I've been using my alcohol burner for years, with no problems. Can I continue to use it?  

No, you should stop using your alcohol fuelled burner, even if you have been using it for a number of years.

What should I do with my alcohol fuelled burner?  

You should store your alcohol fuelled burner in a safe place and await further information. If you have your proof of purchase you can contact the store where you purchased the product and request a full refund.

Can I get a refund? 

 The Australian Consumer Law provides for consumer guarantees meaning that the goods consumers purchase are of acceptable quality, which includes that they are safe, so you can also ask the retailer who sold you the product for a refund. More information is available on the Consumer guarantees page on the Fair Trading website.

I bought an alcohol fuelled burner as a Christmas gift. What should I do now?  

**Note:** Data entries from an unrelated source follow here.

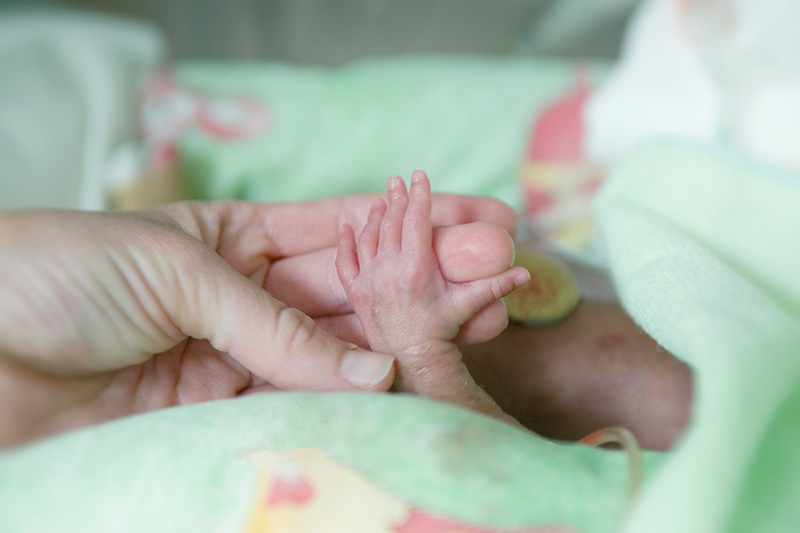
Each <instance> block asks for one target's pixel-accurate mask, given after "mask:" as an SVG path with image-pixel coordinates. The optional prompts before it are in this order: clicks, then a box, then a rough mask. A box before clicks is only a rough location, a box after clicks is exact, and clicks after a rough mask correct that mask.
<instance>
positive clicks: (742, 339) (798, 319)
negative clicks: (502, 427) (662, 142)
mask: <svg viewBox="0 0 800 533" xmlns="http://www.w3.org/2000/svg"><path fill="white" fill-rule="evenodd" d="M598 208H599V209H598V212H599V219H600V222H601V226H602V228H603V235H604V237H605V240H606V242H607V245H608V251H609V257H610V259H611V265H612V270H613V272H614V276H615V278H616V280H617V283H618V287H619V290H620V294H621V298H622V301H623V303H624V305H625V307H626V308H627V310H628V311H629V312H630V313H631V315H632V316H633V317H634V319H635V320H636V321H638V323H639V324H641V326H642V327H643V328H644V329H645V330H646V331H647V332H648V333H649V334H650V335H652V336H653V337H654V338H655V339H656V340H657V341H658V342H659V343H660V344H661V345H662V346H664V347H665V348H667V349H668V350H670V351H671V352H672V353H673V354H675V355H676V356H678V357H679V358H681V359H683V360H685V361H686V362H687V363H688V364H689V365H690V366H691V367H692V368H693V369H694V386H695V399H694V405H693V408H692V422H691V426H690V428H689V430H688V431H687V433H686V435H685V436H684V438H683V439H682V441H681V442H680V444H679V445H678V446H677V448H676V449H675V450H674V451H673V452H672V454H671V457H670V458H669V460H668V462H667V464H666V465H665V467H664V469H663V470H662V472H661V473H660V475H659V476H657V478H656V479H654V480H653V482H652V484H651V485H650V486H649V487H648V490H647V491H646V492H645V493H644V494H643V497H642V498H641V501H640V502H639V505H638V506H637V508H636V510H635V512H634V513H633V514H632V516H631V517H630V520H629V521H628V524H627V527H626V528H625V531H630V532H634V531H637V532H638V531H642V532H645V531H646V532H650V533H658V532H665V533H666V532H674V531H681V532H683V533H689V532H698V533H700V532H702V533H712V532H717V531H719V532H722V531H728V532H750V531H759V532H767V531H776V532H777V531H796V530H797V528H798V527H800V506H798V505H797V503H798V501H800V452H798V450H800V387H799V385H800V275H799V274H800V244H798V243H800V241H798V231H799V230H800V177H797V176H790V175H785V174H780V173H778V172H775V171H771V170H769V169H765V168H759V167H757V166H756V165H754V164H752V163H750V162H747V161H743V160H739V159H737V158H736V157H735V156H731V155H728V154H721V153H715V152H713V151H709V150H700V149H694V148H691V147H687V146H681V145H678V144H668V143H665V144H656V145H653V146H650V147H648V148H645V149H642V150H641V151H639V152H638V153H636V154H635V155H633V156H631V157H630V158H629V159H628V160H627V161H626V162H625V163H624V164H623V165H622V167H621V168H620V169H618V171H617V172H616V173H615V176H614V177H613V179H612V180H611V182H610V183H608V184H607V185H606V187H605V188H604V190H603V191H602V193H601V196H600V198H599V204H598Z"/></svg>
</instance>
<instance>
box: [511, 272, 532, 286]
mask: <svg viewBox="0 0 800 533" xmlns="http://www.w3.org/2000/svg"><path fill="white" fill-rule="evenodd" d="M530 279H531V275H530V274H529V273H527V272H526V273H524V274H520V275H519V276H517V277H516V278H514V287H522V286H523V285H525V284H526V283H528V282H529V281H530Z"/></svg>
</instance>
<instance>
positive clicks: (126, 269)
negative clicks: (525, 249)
mask: <svg viewBox="0 0 800 533" xmlns="http://www.w3.org/2000/svg"><path fill="white" fill-rule="evenodd" d="M375 197H376V195H360V196H351V197H342V198H334V199H329V200H321V201H316V202H302V203H289V204H273V205H269V204H267V205H257V204H249V203H243V202H233V201H225V202H217V203H202V202H185V203H179V204H172V205H168V206H164V207H161V208H157V209H153V210H147V211H140V212H131V213H85V212H70V211H39V212H18V213H7V214H3V215H0V317H2V319H0V446H4V445H5V446H8V445H13V444H18V443H21V442H24V441H27V440H30V439H34V438H37V437H41V436H44V435H48V434H53V433H57V432H59V431H64V430H66V429H70V428H75V427H80V426H85V425H88V424H93V423H97V422H100V421H104V420H109V419H113V418H117V417H120V416H125V415H129V414H133V413H139V412H145V411H150V410H154V409H159V408H163V407H167V406H171V405H180V404H188V403H194V402H200V401H206V400H213V399H219V398H230V397H234V396H236V395H239V394H243V393H246V392H249V391H257V390H268V389H271V388H280V389H302V390H367V391H382V390H386V389H388V388H389V387H390V386H391V384H392V382H393V380H394V365H393V361H394V359H393V357H391V356H388V355H385V354H379V353H373V352H368V351H365V350H354V348H355V347H354V345H352V344H349V343H350V342H354V343H359V344H361V345H365V344H366V343H365V340H364V338H363V334H362V332H361V330H360V327H359V326H358V321H357V319H356V318H355V316H354V315H352V311H351V308H350V306H349V304H348V302H347V300H346V298H345V296H344V291H343V289H342V287H341V284H340V283H339V282H338V278H337V277H336V270H335V266H334V262H333V261H334V257H335V245H336V238H337V229H338V227H339V225H340V224H342V223H345V222H346V223H348V224H350V225H351V226H353V227H355V228H359V229H360V228H361V227H362V226H363V224H364V221H365V220H366V216H367V213H368V210H369V206H370V205H371V203H372V201H373V200H374V198H375ZM433 218H434V223H435V224H437V225H439V226H440V227H437V228H436V230H435V231H434V237H433V247H434V250H435V253H436V254H437V258H438V260H439V262H440V264H441V265H442V271H443V273H444V275H445V276H446V277H448V279H451V280H453V281H466V280H469V279H470V278H472V277H475V278H482V277H485V276H487V275H493V274H494V273H496V272H497V271H498V270H499V269H505V268H507V266H508V264H509V262H510V260H511V257H512V256H513V248H512V245H511V243H510V241H509V238H508V234H509V233H513V232H514V231H515V230H516V219H515V216H514V213H513V212H512V211H511V209H510V208H508V207H507V206H505V205H504V204H502V203H500V202H497V201H494V200H490V199H481V198H469V197H461V196H454V195H438V196H436V197H435V198H434V201H433ZM478 220H481V221H485V222H477V223H474V224H468V223H471V222H474V221H478ZM456 224H468V225H466V226H460V225H456ZM487 248H488V249H489V250H492V251H493V252H494V253H493V254H490V255H489V256H488V257H487V255H486V254H485V253H484V251H485V250H486V249H487ZM265 288H266V289H267V290H266V291H265V290H264V289H265ZM268 291H269V292H268ZM270 292H271V293H272V295H270ZM309 315H310V317H313V319H312V318H310V317H309ZM314 319H315V320H314ZM505 325H506V317H505V313H504V310H503V308H502V306H501V305H497V304H494V305H490V306H488V307H486V308H484V309H483V310H481V311H480V312H479V313H478V314H477V315H476V316H475V317H474V318H473V319H472V320H471V321H469V322H468V323H467V324H465V325H464V327H463V328H462V329H461V331H460V333H459V337H460V339H462V340H464V341H466V342H477V341H485V340H488V339H490V338H492V337H494V336H496V335H497V334H498V333H500V332H501V331H502V329H503V328H504V327H505ZM331 333H333V334H331ZM337 337H338V338H337ZM341 339H345V341H343V340H341Z"/></svg>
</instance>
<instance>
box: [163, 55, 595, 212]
mask: <svg viewBox="0 0 800 533" xmlns="http://www.w3.org/2000/svg"><path fill="white" fill-rule="evenodd" d="M605 70H606V67H605V65H604V64H601V63H597V64H591V65H587V70H586V71H587V72H588V73H589V75H590V78H592V77H593V78H595V79H596V78H599V77H600V75H601V73H602V72H604V71H605ZM177 74H178V78H179V80H180V81H181V83H182V84H183V85H185V86H187V87H189V88H190V89H192V90H194V91H198V92H201V93H205V94H210V95H217V94H225V95H227V94H240V93H243V94H247V95H251V96H253V97H255V98H257V99H258V101H260V102H261V103H263V105H264V106H265V107H266V110H267V115H268V118H269V126H268V128H267V130H266V131H265V132H264V133H263V134H261V135H259V136H258V137H255V138H251V139H247V140H243V141H225V140H218V139H214V138H212V137H210V136H209V135H207V134H206V133H204V132H203V131H201V130H200V129H192V130H190V131H188V132H187V133H185V134H184V135H182V137H181V139H180V149H179V152H180V156H181V160H182V163H183V169H184V171H185V174H186V175H187V176H188V178H189V181H190V185H191V187H192V188H193V189H194V192H195V194H196V195H197V196H198V197H200V198H204V199H220V198H239V199H245V200H254V201H269V202H274V201H287V200H307V199H313V198H320V197H324V196H332V195H338V194H347V193H355V192H368V191H382V190H385V184H386V179H387V178H388V177H389V176H391V175H393V174H398V175H401V176H402V177H404V178H406V179H407V178H408V177H409V176H410V175H411V172H412V171H413V170H414V169H418V168H419V169H422V170H425V171H426V172H427V173H428V175H429V176H430V178H431V185H432V188H433V190H434V191H439V192H456V193H463V194H481V195H487V196H493V197H496V198H499V199H501V200H504V201H506V202H508V203H510V204H511V205H513V206H515V207H517V208H519V207H521V198H520V195H519V193H518V189H519V184H518V177H519V174H520V171H521V168H522V163H523V162H524V158H525V153H526V150H527V143H528V134H529V130H530V127H531V123H532V121H533V120H534V118H535V117H536V116H537V114H538V112H539V111H540V110H541V108H542V106H544V105H546V104H548V103H550V102H551V101H552V100H553V99H555V98H557V97H559V96H561V95H562V94H563V93H564V92H566V91H567V90H569V89H570V87H572V85H573V83H574V81H575V77H576V70H575V65H574V64H573V63H571V62H568V61H563V60H541V59H539V60H537V59H503V60H499V59H496V58H495V59H479V58H471V57H412V58H397V59H381V60H379V61H378V60H376V61H364V62H360V63H355V64H353V65H351V66H348V67H345V68H340V69H325V68H317V67H300V66H297V65H286V64H278V63H270V64H240V65H236V64H229V63H183V64H181V65H180V66H179V68H178V69H177Z"/></svg>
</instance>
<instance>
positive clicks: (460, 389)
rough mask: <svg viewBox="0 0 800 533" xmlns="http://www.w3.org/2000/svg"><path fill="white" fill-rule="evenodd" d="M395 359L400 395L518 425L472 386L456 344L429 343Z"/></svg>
mask: <svg viewBox="0 0 800 533" xmlns="http://www.w3.org/2000/svg"><path fill="white" fill-rule="evenodd" d="M396 355H397V374H396V378H395V389H396V390H398V391H399V392H410V393H414V394H419V395H421V396H425V397H428V398H432V399H434V400H440V401H443V402H447V403H451V404H454V405H460V406H462V407H466V408H469V409H473V410H475V411H478V412H481V413H484V414H486V415H489V416H493V417H495V418H499V419H502V420H506V421H508V422H511V423H513V424H515V425H518V422H517V421H516V420H515V419H513V418H512V417H510V416H508V415H507V414H505V413H504V412H503V410H502V409H501V408H500V406H499V405H497V403H496V402H495V401H494V400H493V399H492V397H491V396H489V395H488V394H487V393H486V392H485V391H484V390H483V389H482V388H481V387H480V386H479V385H478V384H477V383H476V382H475V380H474V379H473V378H472V376H471V375H470V373H469V371H468V370H467V367H466V366H465V365H464V363H463V362H462V355H461V350H459V348H458V346H457V345H456V344H455V343H453V342H445V341H436V342H428V343H425V344H422V345H418V346H413V347H411V348H408V349H406V350H403V351H402V352H400V353H398V354H396ZM443 384H445V386H443ZM455 384H458V386H454V385H455Z"/></svg>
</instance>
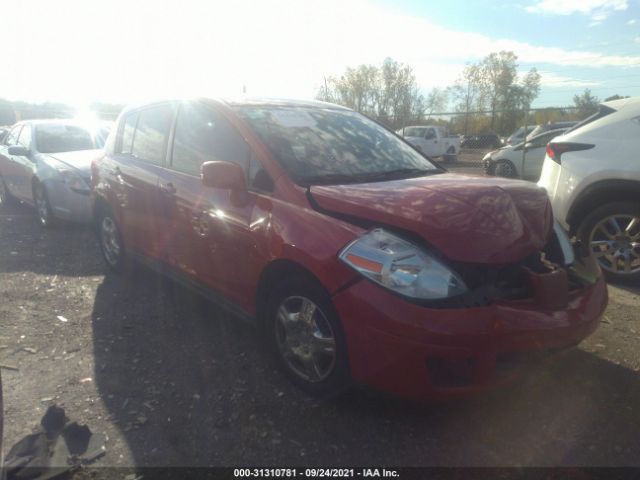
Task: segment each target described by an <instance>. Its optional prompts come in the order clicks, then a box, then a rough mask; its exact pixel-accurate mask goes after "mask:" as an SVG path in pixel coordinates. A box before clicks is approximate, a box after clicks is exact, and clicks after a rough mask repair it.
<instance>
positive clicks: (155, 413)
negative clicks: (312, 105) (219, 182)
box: [0, 206, 640, 466]
mask: <svg viewBox="0 0 640 480" xmlns="http://www.w3.org/2000/svg"><path fill="white" fill-rule="evenodd" d="M609 291H610V297H611V298H610V305H609V307H608V309H607V311H606V316H605V318H604V321H603V323H602V325H601V327H600V329H599V330H598V331H597V332H596V333H595V334H594V335H593V336H592V337H590V338H589V339H588V340H587V341H585V342H584V343H583V344H582V345H581V346H580V347H579V348H576V349H574V350H571V351H569V352H566V353H563V354H562V355H561V356H559V357H556V358H554V359H553V360H552V361H549V362H547V363H545V364H543V365H541V366H540V367H539V368H537V369H536V370H535V371H534V372H533V373H532V374H530V375H528V376H527V377H525V378H523V379H522V380H519V381H518V382H516V383H514V384H512V385H510V386H508V387H506V388H501V389H499V390H495V391H492V392H490V393H488V394H485V395H482V396H479V397H474V398H471V399H466V400H463V401H456V402H449V403H432V404H415V403H410V402H406V401H403V400H400V399H396V398H389V397H387V396H384V395H382V394H378V393H376V392H372V391H369V390H367V389H357V390H354V391H352V392H349V393H347V394H345V395H344V396H343V397H341V398H339V399H336V400H331V401H318V400H314V399H311V398H309V397H307V396H305V395H304V394H303V393H301V392H300V391H299V390H297V389H296V388H295V387H293V386H291V385H290V384H289V383H288V382H287V381H286V379H284V378H283V377H282V376H281V375H280V374H279V373H278V372H277V371H276V370H275V369H274V367H273V364H272V362H271V361H270V360H269V357H268V356H267V355H266V353H265V352H264V350H263V348H262V344H261V342H260V338H259V337H258V335H257V333H256V332H255V331H254V330H253V329H252V328H251V327H249V326H245V325H243V324H241V323H239V322H238V320H236V319H234V318H232V317H230V316H229V315H227V314H226V313H223V312H221V311H220V310H218V309H217V308H216V307H215V306H213V305H211V304H209V303H207V302H205V301H204V300H202V299H200V298H199V297H197V296H194V295H193V294H191V293H190V292H188V291H185V290H184V289H182V288H180V287H178V286H175V285H173V284H171V283H170V282H168V281H165V280H162V279H160V278H158V277H157V276H155V275H154V274H152V273H150V272H148V271H146V270H144V269H143V268H141V267H140V268H138V269H136V271H135V272H134V273H133V274H132V275H131V276H130V277H124V278H122V277H117V276H112V275H107V276H105V270H104V268H103V265H102V261H101V258H100V256H99V252H98V247H97V244H96V241H95V239H94V237H93V234H92V233H91V232H90V231H89V230H88V229H86V228H82V227H75V226H69V225H64V226H61V227H58V228H56V229H53V230H48V231H45V230H42V229H40V228H39V227H38V226H37V225H36V224H35V221H34V220H33V217H32V212H31V211H30V209H28V208H26V207H24V206H14V207H11V208H5V209H4V210H3V211H2V212H1V213H0V327H1V329H0V364H3V365H5V366H8V367H12V368H11V369H6V368H3V370H2V381H3V388H4V396H5V412H4V414H5V438H4V446H5V451H6V450H8V448H9V447H10V446H11V445H13V444H14V443H15V442H16V441H18V440H19V439H20V438H22V437H23V436H24V435H26V434H28V433H30V432H31V431H32V428H33V427H34V426H35V425H36V424H37V423H38V422H39V420H40V417H41V416H42V414H43V413H44V411H45V410H46V408H47V407H48V406H49V405H51V404H53V403H56V404H58V405H60V406H62V407H64V408H65V409H66V412H67V415H68V416H69V417H70V418H71V419H73V420H78V421H80V422H84V423H86V424H88V425H89V426H90V428H91V429H92V430H93V431H96V432H102V433H105V434H106V435H107V436H108V441H107V445H106V447H107V453H106V455H105V456H103V457H102V458H101V459H100V460H98V461H97V463H96V464H97V465H104V466H168V465H171V466H185V465H191V466H205V465H226V466H229V465H237V466H249V465H250V466H257V465H272V466H285V465H289V466H291V465H309V464H311V465H318V466H319V465H323V466H338V465H396V466H417V465H438V466H454V465H455V466H469V465H473V466H506V465H516V466H532V465H535V466H555V465H585V466H586V465H608V466H622V465H636V466H639V465H640V442H638V431H640V404H639V403H638V398H640V376H639V369H640V355H639V353H638V352H639V350H638V339H639V335H640V312H639V310H638V305H639V297H638V296H639V294H640V289H638V288H635V289H629V288H618V287H610V290H609Z"/></svg>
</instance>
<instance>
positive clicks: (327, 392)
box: [264, 275, 351, 397]
mask: <svg viewBox="0 0 640 480" xmlns="http://www.w3.org/2000/svg"><path fill="white" fill-rule="evenodd" d="M305 317H306V318H305ZM264 327H265V335H266V338H267V341H268V346H269V349H270V350H271V351H272V354H273V355H274V357H275V359H276V361H277V363H278V366H279V367H280V369H281V370H282V371H283V372H284V374H285V375H286V376H287V377H288V378H289V379H290V380H291V381H292V382H293V383H294V384H295V385H297V386H298V387H300V388H301V389H302V390H304V391H306V392H307V393H310V394H312V395H314V396H320V397H334V396H336V395H339V394H341V393H343V392H344V391H345V390H346V389H348V387H349V386H350V385H351V375H350V372H349V364H348V357H347V346H346V341H345V336H344V333H343V330H342V325H341V323H340V319H339V318H338V314H337V312H336V311H335V308H334V307H333V304H332V303H331V298H330V297H329V295H328V294H327V292H326V291H325V289H324V288H323V287H322V286H321V285H320V284H319V283H318V282H317V281H316V280H315V279H313V278H311V277H310V276H307V275H292V276H291V277H289V278H287V279H286V280H284V281H283V282H281V283H280V284H278V285H277V286H276V288H275V289H274V290H273V292H272V293H271V295H269V298H268V300H267V303H266V311H265V315H264Z"/></svg>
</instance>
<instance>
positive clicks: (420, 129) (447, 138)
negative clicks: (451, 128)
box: [396, 125, 460, 162]
mask: <svg viewBox="0 0 640 480" xmlns="http://www.w3.org/2000/svg"><path fill="white" fill-rule="evenodd" d="M396 133H397V134H398V135H400V136H402V137H404V139H405V140H406V141H407V142H409V143H410V144H411V145H413V146H414V147H415V148H416V149H417V150H419V151H420V152H422V153H424V154H425V155H426V156H428V157H429V158H438V157H441V158H442V159H443V160H444V161H445V162H455V161H456V160H457V155H458V152H459V151H460V137H459V136H457V135H449V133H448V132H447V130H446V128H444V127H440V126H436V125H416V126H409V127H404V128H402V129H400V130H398V131H397V132H396Z"/></svg>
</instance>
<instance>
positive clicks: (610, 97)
mask: <svg viewBox="0 0 640 480" xmlns="http://www.w3.org/2000/svg"><path fill="white" fill-rule="evenodd" d="M623 98H629V96H628V95H627V96H626V97H623V96H622V95H618V94H617V93H616V94H615V95H611V96H610V97H607V98H605V99H604V101H605V102H610V101H612V100H622V99H623Z"/></svg>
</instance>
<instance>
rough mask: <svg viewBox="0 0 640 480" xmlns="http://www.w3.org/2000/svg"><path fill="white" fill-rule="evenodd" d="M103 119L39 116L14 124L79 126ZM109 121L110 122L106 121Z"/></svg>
mask: <svg viewBox="0 0 640 480" xmlns="http://www.w3.org/2000/svg"><path fill="white" fill-rule="evenodd" d="M103 122H104V121H103V120H96V121H95V122H87V121H83V120H78V119H75V118H39V119H33V120H21V121H20V122H16V125H34V126H35V125H77V126H79V127H87V128H88V127H90V126H94V125H102V123H103ZM107 123H111V122H107Z"/></svg>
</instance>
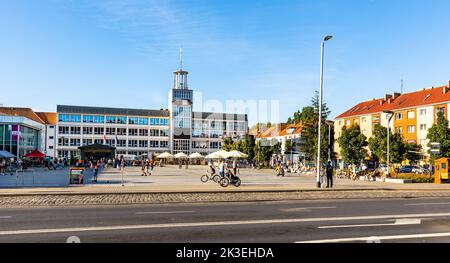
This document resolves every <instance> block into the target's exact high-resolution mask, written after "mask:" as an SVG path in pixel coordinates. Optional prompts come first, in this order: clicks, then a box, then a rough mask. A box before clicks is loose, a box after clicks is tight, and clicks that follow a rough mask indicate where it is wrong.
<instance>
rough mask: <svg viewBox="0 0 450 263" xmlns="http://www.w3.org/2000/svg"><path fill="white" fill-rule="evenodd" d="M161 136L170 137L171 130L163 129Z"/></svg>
mask: <svg viewBox="0 0 450 263" xmlns="http://www.w3.org/2000/svg"><path fill="white" fill-rule="evenodd" d="M159 136H161V137H169V130H161V131H160V134H159Z"/></svg>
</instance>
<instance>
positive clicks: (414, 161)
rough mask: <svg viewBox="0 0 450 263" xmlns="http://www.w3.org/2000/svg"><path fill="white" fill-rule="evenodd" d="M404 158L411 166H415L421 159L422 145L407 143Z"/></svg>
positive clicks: (406, 144) (418, 144)
mask: <svg viewBox="0 0 450 263" xmlns="http://www.w3.org/2000/svg"><path fill="white" fill-rule="evenodd" d="M404 158H405V159H407V160H408V161H409V163H411V164H417V163H418V162H419V161H420V160H421V159H422V145H420V144H417V143H407V144H406V153H405V156H404Z"/></svg>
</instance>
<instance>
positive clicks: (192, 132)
mask: <svg viewBox="0 0 450 263" xmlns="http://www.w3.org/2000/svg"><path fill="white" fill-rule="evenodd" d="M193 104H194V100H193V91H192V90H190V89H189V86H188V72H187V71H184V70H182V68H181V67H180V70H177V71H175V72H174V84H173V87H172V88H171V90H170V92H169V96H168V110H162V109H161V110H144V109H121V108H104V107H84V106H67V105H58V106H57V115H58V118H57V125H56V126H57V127H56V129H57V131H56V138H57V140H56V141H57V144H56V149H57V151H56V153H55V156H56V157H59V158H61V157H69V156H79V150H78V147H80V146H86V145H92V144H106V145H109V146H113V147H116V153H117V154H118V155H142V154H151V153H161V152H166V151H168V152H171V153H173V154H176V153H180V152H183V153H186V154H190V153H193V152H199V153H201V154H203V155H207V154H209V153H211V152H214V151H217V150H218V149H220V148H221V147H222V141H223V139H224V138H226V137H232V138H233V139H235V140H239V139H241V138H243V137H244V136H245V134H246V133H247V129H248V119H247V115H246V114H226V113H207V112H193Z"/></svg>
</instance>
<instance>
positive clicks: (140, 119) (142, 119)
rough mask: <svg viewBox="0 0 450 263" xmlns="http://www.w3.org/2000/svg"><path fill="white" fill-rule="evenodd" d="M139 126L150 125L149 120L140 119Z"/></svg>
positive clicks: (147, 118)
mask: <svg viewBox="0 0 450 263" xmlns="http://www.w3.org/2000/svg"><path fill="white" fill-rule="evenodd" d="M139 125H148V118H139Z"/></svg>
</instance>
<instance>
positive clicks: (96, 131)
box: [94, 127, 105, 135]
mask: <svg viewBox="0 0 450 263" xmlns="http://www.w3.org/2000/svg"><path fill="white" fill-rule="evenodd" d="M104 132H105V129H104V128H103V127H95V128H94V134H96V135H103V133H104Z"/></svg>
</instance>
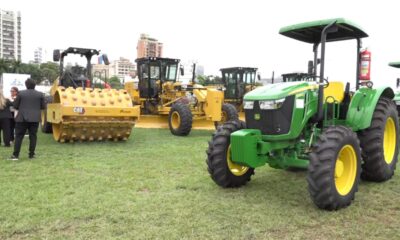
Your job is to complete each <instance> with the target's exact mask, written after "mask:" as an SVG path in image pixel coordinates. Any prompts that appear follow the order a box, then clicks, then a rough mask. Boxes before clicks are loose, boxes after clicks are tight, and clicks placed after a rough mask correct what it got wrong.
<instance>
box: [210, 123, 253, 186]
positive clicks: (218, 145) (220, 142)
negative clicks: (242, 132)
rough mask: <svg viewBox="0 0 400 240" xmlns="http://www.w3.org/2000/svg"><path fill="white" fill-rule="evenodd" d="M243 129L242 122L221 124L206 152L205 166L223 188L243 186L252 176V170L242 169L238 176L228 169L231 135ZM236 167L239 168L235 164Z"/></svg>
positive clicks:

If you have wrapped it, unwrap it. Do not give it as a gift.

You should take it back to the seller with the proof of purchase to get your money back or an exchange in line with the store’s returns policy.

Is it ok to buy a second hand alcohol fuelled burner from a private seller? 

No. These products have been banned due to their potential to cause serious injury or even death. You should not put yourself or others at risk by purchasing an ethanol burner.

Report alcohol fuelled burners for sale by calling us on 13 32 20 or by lodging a complaint on the Fair Trading website.

I have seen these products for sale at my local store, how do I report it?  

Report alcohol fuelled burners for sale by calling us on 13 32 20 or by lodging a complaint on the Fair Trading website.